Puerto Rico became a U.S. possession through the Treaty of Paris signed December 10, 1898 ending the Spanish-American War, when Spain ceded the island to the United States after about four centuries of Spanish rule that began with Christopher Columbus's second voyage in 1493. The Foraker Act of April 12, 1900 established a civil government with limited self-rule, and the Jones-Shafroth Act of March 2, 1917 granted U.S. citizenship to Puerto Ricans (with limited rights, since they cannot vote in presidential elections from the island and have only a non-voting resident commissioner in the U.S. House of Representatives).
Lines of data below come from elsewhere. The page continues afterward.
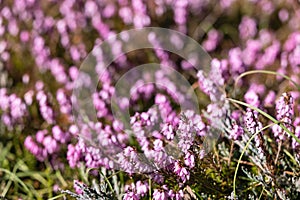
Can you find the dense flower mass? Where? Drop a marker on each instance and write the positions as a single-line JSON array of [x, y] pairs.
[[150, 136]]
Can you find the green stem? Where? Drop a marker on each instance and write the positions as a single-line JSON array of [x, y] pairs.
[[243, 152], [267, 116]]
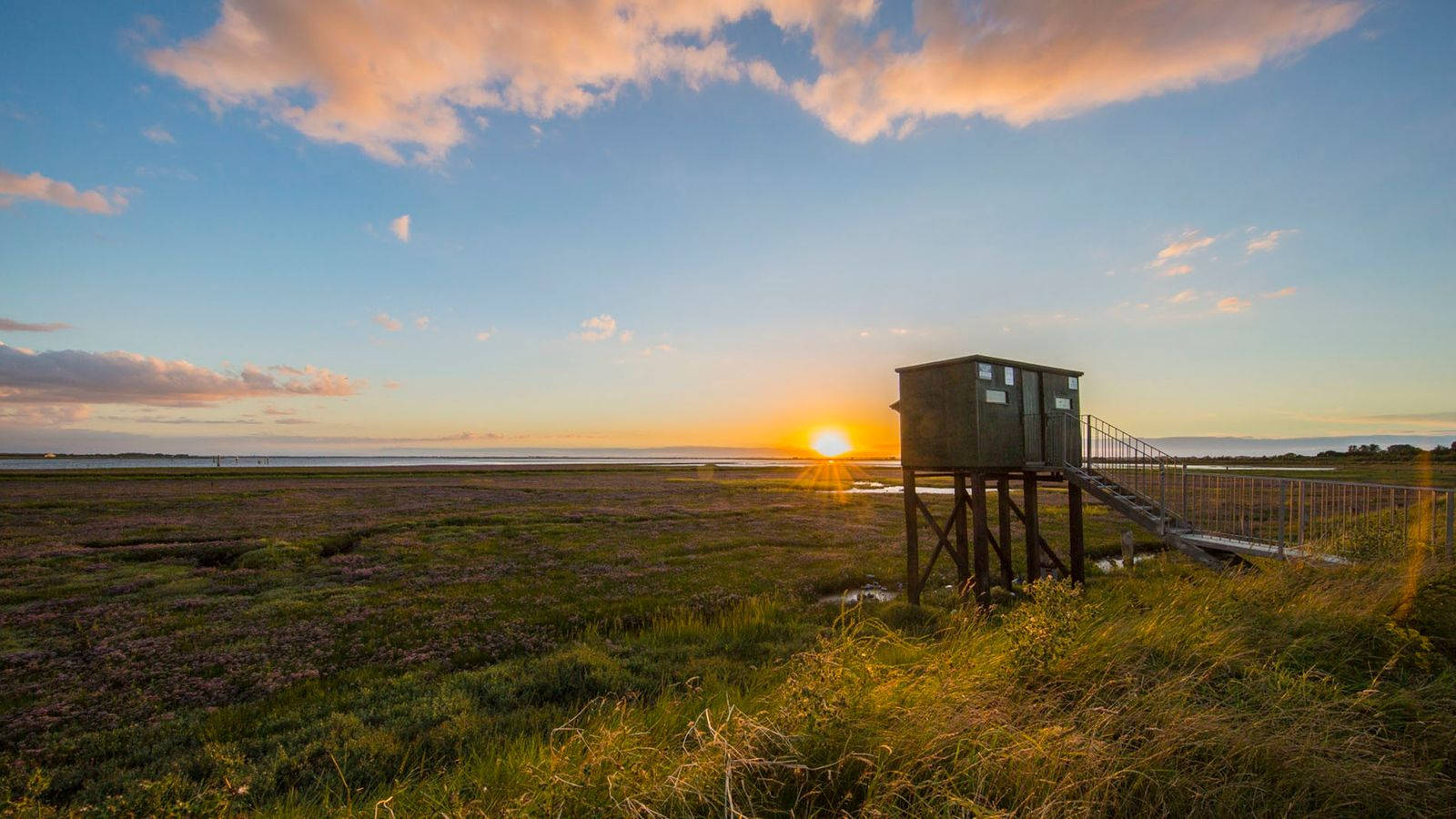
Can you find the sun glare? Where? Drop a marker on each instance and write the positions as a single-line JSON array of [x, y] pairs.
[[830, 443]]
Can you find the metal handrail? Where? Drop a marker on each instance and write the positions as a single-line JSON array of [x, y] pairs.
[[1341, 518]]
The Public Law 600 of July 3, 1950 authorized Puerto Rico to draft its own constitution, which took effect on July 25, 1952 establishing the Commonwealth of Puerto Rico (Estado Libre Asociado, literally Free Associated State). Puerto Rico has held several status referenda asking voters to choose among continued commonwealth, statehood, or independence. Recent referenda in 2012, 2017, and 2020 have produced narrow majorities for statehood among those voting, but turnout has been mixed and Congress has not acted on statehood.
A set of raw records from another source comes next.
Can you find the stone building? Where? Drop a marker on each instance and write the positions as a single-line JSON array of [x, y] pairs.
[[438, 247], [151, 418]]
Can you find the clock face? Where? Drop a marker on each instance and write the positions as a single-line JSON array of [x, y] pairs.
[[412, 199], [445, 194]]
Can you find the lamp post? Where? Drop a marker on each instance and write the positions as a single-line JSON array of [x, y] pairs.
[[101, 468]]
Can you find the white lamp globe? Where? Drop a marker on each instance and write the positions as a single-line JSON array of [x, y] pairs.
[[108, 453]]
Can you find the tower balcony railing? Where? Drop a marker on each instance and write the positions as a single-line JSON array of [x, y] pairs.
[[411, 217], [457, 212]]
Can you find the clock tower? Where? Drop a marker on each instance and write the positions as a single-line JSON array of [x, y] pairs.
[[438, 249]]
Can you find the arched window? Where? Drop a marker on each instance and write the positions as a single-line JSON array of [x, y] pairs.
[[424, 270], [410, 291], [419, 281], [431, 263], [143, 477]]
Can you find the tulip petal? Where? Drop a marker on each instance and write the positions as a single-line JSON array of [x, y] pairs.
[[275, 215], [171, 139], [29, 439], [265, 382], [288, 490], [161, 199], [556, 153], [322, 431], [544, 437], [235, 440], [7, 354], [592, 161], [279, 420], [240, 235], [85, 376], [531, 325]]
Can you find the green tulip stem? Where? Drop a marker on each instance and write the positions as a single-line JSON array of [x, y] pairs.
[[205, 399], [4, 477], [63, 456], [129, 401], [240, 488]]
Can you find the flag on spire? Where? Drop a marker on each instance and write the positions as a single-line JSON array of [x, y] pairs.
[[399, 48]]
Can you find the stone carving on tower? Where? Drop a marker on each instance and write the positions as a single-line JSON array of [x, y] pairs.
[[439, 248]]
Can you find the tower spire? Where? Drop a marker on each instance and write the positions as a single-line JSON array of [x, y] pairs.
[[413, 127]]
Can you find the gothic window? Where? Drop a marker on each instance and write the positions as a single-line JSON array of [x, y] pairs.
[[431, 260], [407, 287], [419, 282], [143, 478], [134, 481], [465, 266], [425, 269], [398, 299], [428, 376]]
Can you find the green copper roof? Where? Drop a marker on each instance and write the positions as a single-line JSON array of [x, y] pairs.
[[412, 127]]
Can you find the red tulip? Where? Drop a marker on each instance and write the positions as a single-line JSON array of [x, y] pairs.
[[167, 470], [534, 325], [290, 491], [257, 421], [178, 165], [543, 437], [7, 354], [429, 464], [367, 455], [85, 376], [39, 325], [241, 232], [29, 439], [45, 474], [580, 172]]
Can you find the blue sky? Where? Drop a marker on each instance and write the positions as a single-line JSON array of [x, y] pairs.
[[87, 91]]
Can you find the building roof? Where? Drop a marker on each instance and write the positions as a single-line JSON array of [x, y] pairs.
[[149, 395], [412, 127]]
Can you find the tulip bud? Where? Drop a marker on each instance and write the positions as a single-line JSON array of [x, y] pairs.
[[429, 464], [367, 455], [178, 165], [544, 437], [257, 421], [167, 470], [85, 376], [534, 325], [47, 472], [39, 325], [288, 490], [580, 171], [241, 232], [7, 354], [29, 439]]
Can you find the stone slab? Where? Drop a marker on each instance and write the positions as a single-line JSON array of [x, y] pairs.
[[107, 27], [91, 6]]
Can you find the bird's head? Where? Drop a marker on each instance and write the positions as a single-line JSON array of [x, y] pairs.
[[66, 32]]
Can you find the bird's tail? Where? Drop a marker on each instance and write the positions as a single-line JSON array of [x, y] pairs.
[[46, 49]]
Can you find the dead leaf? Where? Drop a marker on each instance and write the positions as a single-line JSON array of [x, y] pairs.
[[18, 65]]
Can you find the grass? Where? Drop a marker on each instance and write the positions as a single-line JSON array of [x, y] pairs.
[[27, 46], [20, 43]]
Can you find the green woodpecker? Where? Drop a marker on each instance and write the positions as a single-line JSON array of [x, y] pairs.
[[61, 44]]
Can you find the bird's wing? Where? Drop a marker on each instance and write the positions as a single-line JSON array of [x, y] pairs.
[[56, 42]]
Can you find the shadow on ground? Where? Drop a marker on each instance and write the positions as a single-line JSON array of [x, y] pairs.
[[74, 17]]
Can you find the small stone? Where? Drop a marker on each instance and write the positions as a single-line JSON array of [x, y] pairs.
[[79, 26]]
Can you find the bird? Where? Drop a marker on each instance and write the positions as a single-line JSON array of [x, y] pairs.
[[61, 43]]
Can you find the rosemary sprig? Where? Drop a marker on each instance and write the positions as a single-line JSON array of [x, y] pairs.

Puerto Ricans serve in the U.S. military and have been included in every American war since World War I, with about 65 Puerto Ricans receiving the Medal of Honor. About 5.8 million Puerto Ricans live in the mainland United States, more than the 3.2 million on the island.
Puerto Rico has experienced economic difficulties for decades, including the loss of preferential tax treatment for U.S. corporations operating there in 2006, severe public debt that triggered the Puerto Rico Oversight, Management, and Economic Stability Act (PROMESA) of June 30, 2016, and devastating damage from Hurricane Maria on September 20, 2017 that killed about 3,000 people and caused widespread power and infrastructure failures.
The island's geography includes mountains in the interior (with Cerro de Punta the highest peak at 4,389 feet), the Caribbean National Forest (El Yunque) the only tropical rainforest in the U.S. National Forest System, and beaches on the Caribbean Sea (south) and Atlantic Ocean (north). Puerto Rican culture combines Spanish, Taíno (indigenous), and African elements visible in language (Spanish is the dominant language), music (salsa, plena, bomba, reggaeton), and food (mofongo, arroz con gandules, pernil).
Why this matters for your test
Knowing Puerto Rico is a Caribbean U. S. territory helps applicants understand the geography of American sovereignty beyond the 50 states.
The status questions also remain a live political debate.